Eartheater, Resurrected













All photos: Mal Bea













All photos: Mal Bea
Like the phoenix that personifies her latest album, Eartheater rises – resisting definition and thriving on contingency.
Packed into the basement of LA’s iconic Jewel’s Catch One early this December, it felt like all of the energy in the world had coalesced to see Eartheater become herself. She has spent the last decade evading definition, walking a thin line between musician, experimental performance artist, and fashion force (she serves as both muse and sound designer to Parisian fashion label Mugler’s Creative Director, Casey Cadwallader). Her voice is what most of us know her by – with a three-octave range, she fluctuates effortlessly from guttural to ethereal. Though she may be a high-powered production, Eartheater is not a persona that turns off and on.
When Eartheater released her latest album, Phoenix: Flames Are Dew Upon My Skin (2020), it felt like a vehicle allowing me to be alone in my room with every other girl alone in their rooms, everywhere, together. Over the last decade, she has transitioned from making largely acoustic music to electronic music, but Phoenix, sentimental and sensual, marks a return to delicate stringed instruments.
Performances are a fragile alchemy; have a plan, maintain the mystery and keep your faith unwavering. But 30 seconds into the first track of Eartheater’s sold out LA performance, the power goes out. The phoenix is an age-old symbol of resurrection; a fitting symbol for an album that tracks the deepening of the artist's relationship to herself following the end of a significant relationship. How mystical that this debut of the project would present an opportunity to embody change itself, rather than simply perform an album about change. The room dampens briefly, but the audience motions: “Keep going”.

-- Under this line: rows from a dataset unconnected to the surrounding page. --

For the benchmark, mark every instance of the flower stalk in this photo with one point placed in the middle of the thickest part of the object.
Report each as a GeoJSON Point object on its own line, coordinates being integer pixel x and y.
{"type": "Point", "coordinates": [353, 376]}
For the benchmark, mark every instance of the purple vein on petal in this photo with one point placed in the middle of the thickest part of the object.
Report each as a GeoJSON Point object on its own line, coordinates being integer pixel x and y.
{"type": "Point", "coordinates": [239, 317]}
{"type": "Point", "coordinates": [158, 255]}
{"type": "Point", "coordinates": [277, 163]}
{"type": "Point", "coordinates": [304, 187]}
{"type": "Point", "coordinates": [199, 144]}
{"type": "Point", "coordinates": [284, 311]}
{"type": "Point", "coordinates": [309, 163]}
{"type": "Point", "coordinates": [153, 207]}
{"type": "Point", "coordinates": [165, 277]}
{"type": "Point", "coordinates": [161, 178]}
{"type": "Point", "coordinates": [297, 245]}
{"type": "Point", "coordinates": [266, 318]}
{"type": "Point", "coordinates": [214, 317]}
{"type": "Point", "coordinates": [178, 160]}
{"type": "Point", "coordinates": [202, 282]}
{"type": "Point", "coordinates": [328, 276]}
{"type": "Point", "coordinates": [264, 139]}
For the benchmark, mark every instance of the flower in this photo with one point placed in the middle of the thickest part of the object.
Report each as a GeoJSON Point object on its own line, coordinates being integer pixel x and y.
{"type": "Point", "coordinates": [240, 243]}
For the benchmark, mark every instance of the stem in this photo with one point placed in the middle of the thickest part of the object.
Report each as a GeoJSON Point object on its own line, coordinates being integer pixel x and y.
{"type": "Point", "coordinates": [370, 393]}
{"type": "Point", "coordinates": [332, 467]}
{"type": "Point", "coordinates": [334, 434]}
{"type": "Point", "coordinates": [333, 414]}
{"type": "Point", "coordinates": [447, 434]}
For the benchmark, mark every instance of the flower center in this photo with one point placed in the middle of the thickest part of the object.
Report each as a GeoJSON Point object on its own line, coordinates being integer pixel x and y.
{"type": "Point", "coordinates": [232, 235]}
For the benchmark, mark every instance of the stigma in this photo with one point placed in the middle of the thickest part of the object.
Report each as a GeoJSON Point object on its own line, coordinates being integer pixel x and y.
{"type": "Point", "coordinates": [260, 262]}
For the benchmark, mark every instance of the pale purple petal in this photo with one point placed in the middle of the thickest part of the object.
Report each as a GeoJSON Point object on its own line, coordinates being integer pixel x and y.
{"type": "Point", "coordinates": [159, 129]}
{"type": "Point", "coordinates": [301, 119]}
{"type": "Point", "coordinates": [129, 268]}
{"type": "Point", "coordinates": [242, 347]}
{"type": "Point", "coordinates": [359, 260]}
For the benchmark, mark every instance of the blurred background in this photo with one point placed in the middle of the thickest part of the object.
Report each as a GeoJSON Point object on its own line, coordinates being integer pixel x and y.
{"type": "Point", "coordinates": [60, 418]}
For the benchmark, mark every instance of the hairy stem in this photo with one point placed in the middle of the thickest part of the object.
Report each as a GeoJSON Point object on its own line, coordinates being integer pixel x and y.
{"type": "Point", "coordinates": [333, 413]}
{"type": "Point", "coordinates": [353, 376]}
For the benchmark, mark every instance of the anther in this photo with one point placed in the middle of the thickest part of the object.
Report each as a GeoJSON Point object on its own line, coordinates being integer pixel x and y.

Prepared for the apocalypse, Eartheater unpacks her acoustic guitar and what was intended to be a high-powered production evolves into a delicate, stripped-down set. Hundreds of voices from the audience ring clear in the quiet, singing lyrics as if their own, mimicking the sounds of instruments missing alongside the electricity.
Power! She doesn't need it to resurrect from its ashes. The most precious and rare music survives, evidently, in its absence.
MAL BEA is a writer and photographer in Los Angeles.